1946年开始的国共再次内战,一个重要成果就是制造了大批难民。这些人中间有不少人便跑到了香港。到香港的难民,主要有两部分人,一部分是工商人士,一部分便是普通的百姓。前者以上海过去的多,而后者则以广东的为主。当然,这也不是绝对的,广东的富商大贾,或者稍有新资产者跑到香港的也有不少。他们之所以跑到香港,无疑是想寻求一个避难之所,无论临时性的独自闯荡,或者举家搬迁。
如许多人所发现的,香港的工业化与经济起飞,便是在这批国共难民抵埠后,慢慢开始的。当然,这其中仍有其他制度性因素,以及时势的因素。但是,在历史的创造者中,人肯定是最重要的。
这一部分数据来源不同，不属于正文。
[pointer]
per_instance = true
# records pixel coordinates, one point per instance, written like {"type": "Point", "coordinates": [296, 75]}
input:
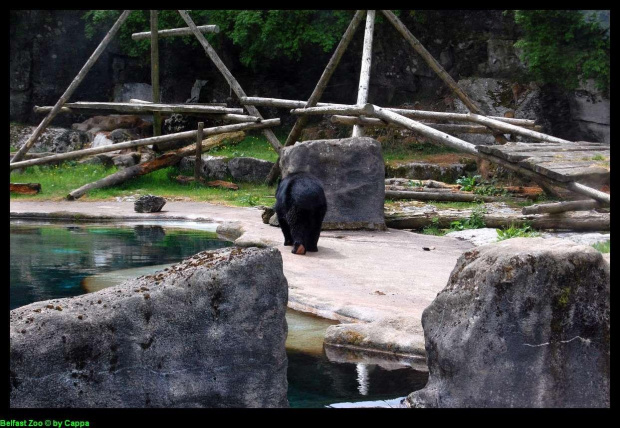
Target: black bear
{"type": "Point", "coordinates": [301, 207]}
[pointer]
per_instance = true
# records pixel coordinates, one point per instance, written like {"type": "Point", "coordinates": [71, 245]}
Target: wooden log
{"type": "Point", "coordinates": [69, 91]}
{"type": "Point", "coordinates": [25, 188]}
{"type": "Point", "coordinates": [198, 163]}
{"type": "Point", "coordinates": [300, 123]}
{"type": "Point", "coordinates": [439, 196]}
{"type": "Point", "coordinates": [560, 207]}
{"type": "Point", "coordinates": [166, 160]}
{"type": "Point", "coordinates": [575, 221]}
{"type": "Point", "coordinates": [507, 127]}
{"type": "Point", "coordinates": [185, 31]}
{"type": "Point", "coordinates": [362, 92]}
{"type": "Point", "coordinates": [452, 128]}
{"type": "Point", "coordinates": [412, 114]}
{"type": "Point", "coordinates": [234, 85]}
{"type": "Point", "coordinates": [348, 110]}
{"type": "Point", "coordinates": [425, 130]}
{"type": "Point", "coordinates": [152, 107]}
{"type": "Point", "coordinates": [437, 68]}
{"type": "Point", "coordinates": [146, 141]}
{"type": "Point", "coordinates": [155, 72]}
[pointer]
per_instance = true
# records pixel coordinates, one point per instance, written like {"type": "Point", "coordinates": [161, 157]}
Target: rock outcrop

所以,对于1950年代后开始步入工业化之途的香港而言,资本与劳力、以及技术无疑是三个重要的影响因素,这些因素恰恰在因国共内战而蜂拥而至的难民而赐予了香港。
难民创造繁荣,此例不鲜。如1620年9月16日,离开英国普利茅斯(Plymoath)港,驶向新大陆的“五月花”号,上面虽然可能有冒险之士,但许多其实也是遭受宗教迫害的受难清教徒,他们可以称作是“宗教难民”。这些人的思想与后来美国的立国原则应该有着深远的联系。中国也有过此种历史,如近代上海的繁荣,从某种角度来看,也是难民所带来的。在长毛之乱发生前,中国的江南一直是富庶之邦,文化昌盛,经济繁荣。然而,洪秀全的“太平军”却让这个地区的人民遭受到了有史以来最大的不太平。在血腥的杀戮以及残酷的饥饿、瘟疫的威胁面前,许多人跑到了上海租界——这个离他们最近的安全岛。从此以后,每逢战乱或者政治动荡,上海租界的人口便迅速增长,这些难民不仅给上海带来了资本,也带来了智慧与技术,而生活在此地的难民也渐渐发明了比中国其他地区人士更为理性与文明的办法来处理问题,上海也最终成为中国乃至远东第一繁华都市。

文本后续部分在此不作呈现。